Definition
Eine spektroskopische Methode, die die Absorption (oder Transmission/Reflexion) von Infrarotstrahlung durch eine Probe misst, wobei vibronische Übergänge molekularer Bindungen charakteristische Absorptionsbanden erzeugen, die zur Identifizierung funktioneller Gruppen und Bindungsmotive genutzt werden.
Prinzip
Prinzip
Molekulare Schwingungen (Streckung, Biegung, Torsion) verändern das Dipolmoment eines Moleküls; wenn die IR-Photonenenergie einer Schwingungsübergangsenergie entspricht, tritt Absorption bei einer Wellenzahl auf, die für Bindungsstärke, reduzierte Masse und lokale Umgebung charakteristisch ist; Auswahlregeln und Kopplungen verschieben Bandenlage und -form bei Konjugation, Wasserstoffbrücken und Aggregatzustand.
Demonstration
Demonstration
Nachweis einer Carbonylstreckung um ~1700 cm−1 und einer breiten O–H-Streckung zwischen ~3200–3600 cm−1 im IR-Spektrum einer organischen Probe (Transmission oder ATR), was auf das Vorhandensein einer Carbonsäure oder eines Ketons und auf wasserstoffgebundene Alkoholfunktionen hinweist.
Fehlanwendung
Fehlanwendung
Zuweisung funktioneller Gruppen ausschließlich nach Lehrbuch-Frequenzbereichen ohne Berücksichtigung von Konjugation, Lösungsmittel- oder Wasserstoffbrückenverschiebungen und das Ignorieren überlappender Banden; oder die Schlussfolgerung, dass eine Gruppe fehlt, weil eine schwache Bande in einem verrauschten oder ungeeigneten Probenmodus überdeckt ist.
Konsequenz
Konsequenz
IR-Spektroskopie liefert schnelle, zerstörungsfreie Hinweise auf viele funktionelle Gruppen, kann Reaktionsverläufe überwachen und Strukturvorschläge stützen; mit sorgfältiger Kalibrierung und geeignetem Probenmodus kann sie quantitative Informationen liefern, doch sind oft komplementäre Techniken für einen eindeutigen Strukturbeweis erforderlich.
Umkehrung
Umkehrung
Raman-Spektroskopie, die Schwingungen über Polarisierbarkeitsänderungen anregt und damit komplementär ist — manche Schwingungen sind im IR schwach, im Raman jedoch stark und umgekehrt.
Abgrenzung
Abgrenzung
Gilt für molekulare Schwingungsübergänge, die eine Änderung des Dipolmoments bewirken; symmetrische unpolare Streckungen können IR-inaktiv sein.

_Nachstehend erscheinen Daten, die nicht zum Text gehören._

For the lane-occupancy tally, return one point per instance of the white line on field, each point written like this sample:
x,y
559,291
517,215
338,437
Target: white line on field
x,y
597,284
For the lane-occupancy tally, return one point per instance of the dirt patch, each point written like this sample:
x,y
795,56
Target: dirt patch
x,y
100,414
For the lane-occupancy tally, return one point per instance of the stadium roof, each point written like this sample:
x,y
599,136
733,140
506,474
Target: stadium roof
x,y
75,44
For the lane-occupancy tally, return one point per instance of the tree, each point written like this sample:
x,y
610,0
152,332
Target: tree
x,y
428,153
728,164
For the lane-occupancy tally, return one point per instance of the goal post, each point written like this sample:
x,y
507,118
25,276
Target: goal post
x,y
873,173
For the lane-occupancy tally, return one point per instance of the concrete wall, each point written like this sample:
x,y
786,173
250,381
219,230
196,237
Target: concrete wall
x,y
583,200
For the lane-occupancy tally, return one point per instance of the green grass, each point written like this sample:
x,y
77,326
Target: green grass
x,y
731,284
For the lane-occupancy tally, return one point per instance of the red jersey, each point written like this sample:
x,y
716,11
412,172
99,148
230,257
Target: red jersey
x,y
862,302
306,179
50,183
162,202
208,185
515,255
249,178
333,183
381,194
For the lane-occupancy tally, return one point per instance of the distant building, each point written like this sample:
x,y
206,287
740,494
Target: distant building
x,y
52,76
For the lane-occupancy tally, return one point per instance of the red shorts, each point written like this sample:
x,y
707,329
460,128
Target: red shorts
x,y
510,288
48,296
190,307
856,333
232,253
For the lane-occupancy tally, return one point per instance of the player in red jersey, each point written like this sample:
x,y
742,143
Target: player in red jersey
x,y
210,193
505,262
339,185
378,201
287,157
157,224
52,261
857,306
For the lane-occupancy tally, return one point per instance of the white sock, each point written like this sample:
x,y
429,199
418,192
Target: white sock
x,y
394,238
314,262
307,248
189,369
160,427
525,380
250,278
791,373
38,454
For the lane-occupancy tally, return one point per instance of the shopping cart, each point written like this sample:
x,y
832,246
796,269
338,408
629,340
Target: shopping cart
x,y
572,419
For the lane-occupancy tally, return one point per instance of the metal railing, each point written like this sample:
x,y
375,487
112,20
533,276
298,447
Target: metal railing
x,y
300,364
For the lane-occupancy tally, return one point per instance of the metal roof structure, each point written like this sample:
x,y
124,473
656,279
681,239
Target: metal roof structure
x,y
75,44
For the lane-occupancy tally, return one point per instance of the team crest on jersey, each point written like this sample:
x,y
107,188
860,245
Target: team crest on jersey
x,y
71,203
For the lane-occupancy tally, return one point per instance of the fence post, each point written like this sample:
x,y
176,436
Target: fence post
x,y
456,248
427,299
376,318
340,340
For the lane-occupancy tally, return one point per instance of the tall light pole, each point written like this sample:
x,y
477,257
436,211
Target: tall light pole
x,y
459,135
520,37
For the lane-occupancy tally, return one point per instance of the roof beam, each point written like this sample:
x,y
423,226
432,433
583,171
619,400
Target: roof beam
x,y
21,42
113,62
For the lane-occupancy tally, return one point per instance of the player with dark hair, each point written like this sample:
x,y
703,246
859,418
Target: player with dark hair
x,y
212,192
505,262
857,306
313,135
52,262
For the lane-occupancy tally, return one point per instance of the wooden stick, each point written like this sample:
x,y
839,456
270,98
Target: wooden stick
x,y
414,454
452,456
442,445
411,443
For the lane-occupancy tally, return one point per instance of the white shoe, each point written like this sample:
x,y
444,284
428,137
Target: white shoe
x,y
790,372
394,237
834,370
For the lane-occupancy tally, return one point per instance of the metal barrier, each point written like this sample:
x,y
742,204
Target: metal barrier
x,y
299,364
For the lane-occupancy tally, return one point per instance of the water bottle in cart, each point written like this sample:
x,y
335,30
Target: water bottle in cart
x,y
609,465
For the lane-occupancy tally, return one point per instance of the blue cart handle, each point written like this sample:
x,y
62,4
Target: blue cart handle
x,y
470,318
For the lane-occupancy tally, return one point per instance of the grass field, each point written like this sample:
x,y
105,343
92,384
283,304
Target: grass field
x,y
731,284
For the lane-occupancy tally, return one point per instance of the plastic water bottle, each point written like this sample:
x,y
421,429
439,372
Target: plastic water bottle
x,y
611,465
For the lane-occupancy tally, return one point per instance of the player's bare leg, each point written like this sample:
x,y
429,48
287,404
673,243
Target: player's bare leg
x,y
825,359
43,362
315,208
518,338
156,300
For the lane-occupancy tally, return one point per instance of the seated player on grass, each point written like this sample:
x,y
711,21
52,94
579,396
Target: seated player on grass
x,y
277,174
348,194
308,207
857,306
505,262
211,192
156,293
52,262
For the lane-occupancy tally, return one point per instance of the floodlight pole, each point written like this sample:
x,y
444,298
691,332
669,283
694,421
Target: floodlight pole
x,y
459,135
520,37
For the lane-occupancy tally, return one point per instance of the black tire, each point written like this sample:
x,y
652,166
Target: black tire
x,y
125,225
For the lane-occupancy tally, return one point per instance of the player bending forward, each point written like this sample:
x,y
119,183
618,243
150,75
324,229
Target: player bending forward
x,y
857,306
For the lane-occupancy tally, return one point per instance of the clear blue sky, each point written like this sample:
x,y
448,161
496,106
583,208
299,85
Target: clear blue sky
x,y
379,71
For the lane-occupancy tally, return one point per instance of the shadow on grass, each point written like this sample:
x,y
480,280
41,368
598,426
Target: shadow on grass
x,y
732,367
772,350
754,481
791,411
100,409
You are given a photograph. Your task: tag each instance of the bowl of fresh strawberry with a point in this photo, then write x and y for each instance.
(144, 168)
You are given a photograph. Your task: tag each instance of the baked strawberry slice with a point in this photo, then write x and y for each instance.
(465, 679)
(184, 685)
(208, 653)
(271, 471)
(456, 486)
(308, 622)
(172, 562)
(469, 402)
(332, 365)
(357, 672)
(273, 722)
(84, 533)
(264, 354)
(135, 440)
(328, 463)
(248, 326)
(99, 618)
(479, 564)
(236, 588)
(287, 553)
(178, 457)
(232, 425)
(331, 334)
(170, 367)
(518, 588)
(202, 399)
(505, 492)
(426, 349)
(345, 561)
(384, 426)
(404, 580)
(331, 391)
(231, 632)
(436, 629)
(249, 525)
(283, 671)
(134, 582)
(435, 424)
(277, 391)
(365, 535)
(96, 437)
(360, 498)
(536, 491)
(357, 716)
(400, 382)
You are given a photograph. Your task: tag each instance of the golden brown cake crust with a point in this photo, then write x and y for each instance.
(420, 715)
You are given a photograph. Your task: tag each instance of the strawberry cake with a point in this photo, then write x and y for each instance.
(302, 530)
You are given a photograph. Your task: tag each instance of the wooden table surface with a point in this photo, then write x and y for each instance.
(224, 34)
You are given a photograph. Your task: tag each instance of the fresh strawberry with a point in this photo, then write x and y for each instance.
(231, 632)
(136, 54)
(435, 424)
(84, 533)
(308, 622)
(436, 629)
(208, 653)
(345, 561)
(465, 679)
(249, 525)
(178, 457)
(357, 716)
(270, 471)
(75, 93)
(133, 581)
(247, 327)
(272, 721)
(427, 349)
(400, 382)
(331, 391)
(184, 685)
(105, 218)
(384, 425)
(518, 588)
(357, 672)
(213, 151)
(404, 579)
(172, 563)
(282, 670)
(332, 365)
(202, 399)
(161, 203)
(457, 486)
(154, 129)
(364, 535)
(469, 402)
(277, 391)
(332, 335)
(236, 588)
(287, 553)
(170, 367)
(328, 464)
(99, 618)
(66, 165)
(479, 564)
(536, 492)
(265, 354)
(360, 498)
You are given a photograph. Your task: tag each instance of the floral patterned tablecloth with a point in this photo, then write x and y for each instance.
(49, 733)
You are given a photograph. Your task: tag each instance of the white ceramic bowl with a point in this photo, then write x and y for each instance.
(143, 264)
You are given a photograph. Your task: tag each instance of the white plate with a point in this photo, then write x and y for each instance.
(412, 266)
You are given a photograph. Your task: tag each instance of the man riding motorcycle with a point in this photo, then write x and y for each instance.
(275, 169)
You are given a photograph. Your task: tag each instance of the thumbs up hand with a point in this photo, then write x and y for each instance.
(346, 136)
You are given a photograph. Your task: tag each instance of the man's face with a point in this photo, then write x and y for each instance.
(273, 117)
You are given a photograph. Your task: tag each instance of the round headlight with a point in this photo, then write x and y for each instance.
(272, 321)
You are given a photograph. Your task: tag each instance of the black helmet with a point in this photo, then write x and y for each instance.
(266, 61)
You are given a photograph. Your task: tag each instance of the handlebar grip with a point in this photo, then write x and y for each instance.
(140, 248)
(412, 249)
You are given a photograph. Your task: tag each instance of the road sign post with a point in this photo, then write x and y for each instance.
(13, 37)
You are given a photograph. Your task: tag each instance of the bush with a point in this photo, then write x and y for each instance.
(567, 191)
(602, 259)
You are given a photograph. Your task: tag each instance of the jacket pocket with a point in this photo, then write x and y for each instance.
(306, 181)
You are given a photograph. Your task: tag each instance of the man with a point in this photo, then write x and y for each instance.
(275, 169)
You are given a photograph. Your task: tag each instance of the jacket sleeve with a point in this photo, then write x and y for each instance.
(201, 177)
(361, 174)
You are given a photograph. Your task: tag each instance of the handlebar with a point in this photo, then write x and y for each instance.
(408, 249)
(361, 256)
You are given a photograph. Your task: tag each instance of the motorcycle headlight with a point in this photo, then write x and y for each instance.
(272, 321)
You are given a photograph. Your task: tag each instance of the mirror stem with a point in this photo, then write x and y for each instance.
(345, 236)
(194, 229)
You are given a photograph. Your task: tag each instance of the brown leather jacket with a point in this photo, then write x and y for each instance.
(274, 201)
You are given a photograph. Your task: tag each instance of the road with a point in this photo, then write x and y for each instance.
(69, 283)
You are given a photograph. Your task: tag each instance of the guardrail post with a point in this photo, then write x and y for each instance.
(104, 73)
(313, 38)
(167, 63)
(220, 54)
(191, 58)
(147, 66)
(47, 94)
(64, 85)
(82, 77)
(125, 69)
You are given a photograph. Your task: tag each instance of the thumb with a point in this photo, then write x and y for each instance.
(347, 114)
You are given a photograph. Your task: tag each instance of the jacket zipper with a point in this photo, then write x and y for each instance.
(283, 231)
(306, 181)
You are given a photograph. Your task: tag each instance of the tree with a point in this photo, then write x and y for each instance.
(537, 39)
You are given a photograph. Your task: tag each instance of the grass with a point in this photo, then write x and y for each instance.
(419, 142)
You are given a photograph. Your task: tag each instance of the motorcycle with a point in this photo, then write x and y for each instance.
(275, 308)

Die Methode liefert nicht direkt Konnektivität oder Stereochemie in komplexen Gemischen und ist durch überlappende Banden, Matrixeffekte, Probenvorbereitung (ATR vs Transmission) und Instrumentenauflösung eingeschränkt.
Semantische Spannung
Semantische Spannung
Die Bandposition wird oft mit der Identität einer funktionellen Gruppe gleichgesetzt und die Intensität mit der Konzentration verknüpft; jedoch hängt die Intensität von der Größe der Dipoländerung und dem Probenmodus ab, wodurch Spannung entsteht, wenn Intensität ohne Kalibrierung als Maß für Menge verwendet wird.
Synthese
Synthese
Infrarotspektroskopie detektiert vibronische Absorptionen, die aus dipoländernden molekularen Bewegungen resultieren; durch Kontextualisierung von Bandlage, -form und -intensität (Konjugation, Wasserstoffbrücken, Zustand und Probenmodus) liefert sie rasch Informationen zu funktionellen Gruppen, die andere Strukturmethoden ergänzen.